Court dismisses LGM challenge to BCFSA auto insurance regulatory guidance

Court upholds regulator's power to clarify what qualifies as auto insurance coverage

Court dismisses LGM challenge to BCFSA auto insurance regulatory guidance

Legal Insights

By Tez Romero

A British Columbia company's attempt to block a regulatory statement about automobile insurance has failed, leaving the industry regulator's interpretive authority intact.

The Supreme Court of British Columbia dismissed LGM Financial Services Inc.'s petition on December 8, rejecting claims that the British Columbia Financial Services Authority overstepped its bounds when it issued guidance earlier this year.

At the heart of the dispute was Regulatory Statement 24-008, released by BCFSA on April 25, 2024. The statement clarified that automobile insurance covers loss or damage from fortuitous events, including theft, motor vehicle accidents, or damage to glass, paint, or other vehicle parts.

LGM sells appearance protection and defect coverage products through car dealerships across the province. The company administers contracts between consumers and vehicle manufacturers, covering aesthetic wear and tear issues like paint damage and inherent manufacturing defects. These service contracts make up roughly a quarter of LGM's British Columbia revenue.

The company argued BCFSA had unlawfully rewritten the rules by adding examples of what counts as automobile insurance, expanding beyond the definition found in provincial regulations. LGM also took issue with language in the statement declaring that compliance with regulatory statements is mandatory, calling it a binding order that prescribed the company's legal rights.

Justice Majawa saw things differently. The court found the statement simply illustrated what already existed in the Classes of Insurance Regulation, which defines automobile insurance as covering the loss of, loss of use of, or damage to an automobile. Adding examples of glass and paint damage from fortuitous events didn't change that definition, the judge ruled.

The mandatory language also didn't make the statement binding on its own, Justice Majawa found. Reading the passage in full context, what's mandatory is following the underlying legislation, not the statement itself. The standardized wording appears in all BCFSA regulatory statements as part of the regulator's efforts to communicate more consistently across the industry.

The court pointed out that BCFSA hasn't actually ruled whether LGM's appearance protection contracts qualify as automobile insurance. Several vehicle manufacturers entered voluntary compliance agreements with the regulator, as did LGM itself on July 23, 2024, agreeing to cease selling its SDAP product. But no formal investigation concluded and no enforcement order was issued.

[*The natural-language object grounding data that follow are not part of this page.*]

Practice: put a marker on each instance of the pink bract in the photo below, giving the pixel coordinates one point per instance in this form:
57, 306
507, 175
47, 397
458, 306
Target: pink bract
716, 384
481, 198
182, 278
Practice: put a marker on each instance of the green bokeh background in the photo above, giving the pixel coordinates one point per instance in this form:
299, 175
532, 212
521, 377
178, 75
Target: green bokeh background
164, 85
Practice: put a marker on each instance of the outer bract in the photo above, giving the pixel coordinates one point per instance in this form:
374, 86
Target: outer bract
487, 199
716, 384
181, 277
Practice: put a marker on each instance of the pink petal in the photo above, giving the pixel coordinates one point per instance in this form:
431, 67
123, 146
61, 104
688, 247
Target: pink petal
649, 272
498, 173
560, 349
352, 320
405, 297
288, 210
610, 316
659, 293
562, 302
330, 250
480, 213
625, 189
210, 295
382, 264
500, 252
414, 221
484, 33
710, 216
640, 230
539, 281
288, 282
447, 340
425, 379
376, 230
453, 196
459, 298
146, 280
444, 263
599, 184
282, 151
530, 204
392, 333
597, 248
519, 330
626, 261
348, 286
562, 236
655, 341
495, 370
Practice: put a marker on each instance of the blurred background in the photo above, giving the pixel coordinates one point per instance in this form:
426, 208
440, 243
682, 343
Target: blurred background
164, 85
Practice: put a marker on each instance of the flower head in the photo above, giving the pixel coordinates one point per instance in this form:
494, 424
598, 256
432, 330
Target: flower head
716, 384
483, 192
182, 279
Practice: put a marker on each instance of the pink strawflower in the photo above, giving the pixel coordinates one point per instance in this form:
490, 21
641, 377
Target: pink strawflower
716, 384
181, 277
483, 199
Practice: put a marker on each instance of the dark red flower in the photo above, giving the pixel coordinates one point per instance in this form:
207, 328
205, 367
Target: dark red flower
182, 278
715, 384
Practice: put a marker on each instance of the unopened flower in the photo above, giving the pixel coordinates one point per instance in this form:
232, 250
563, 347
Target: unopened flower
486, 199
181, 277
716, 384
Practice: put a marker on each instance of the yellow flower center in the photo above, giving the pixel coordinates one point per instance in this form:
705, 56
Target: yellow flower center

LGM had also sought declarations that its contracts aren't insurance and don't fall under provincial regulation. Justice Majawa declined, saying such relief would sidestep BCFSA's statutory role in determining who's carrying on an insurance business. The court also noted the lack of evidence about marketing practices, claim patterns, and payout amounts needed to make such determinations.

The decision reinforces regulatory authority to interpret and clarify insurance legislation without crossing into rule-making territory.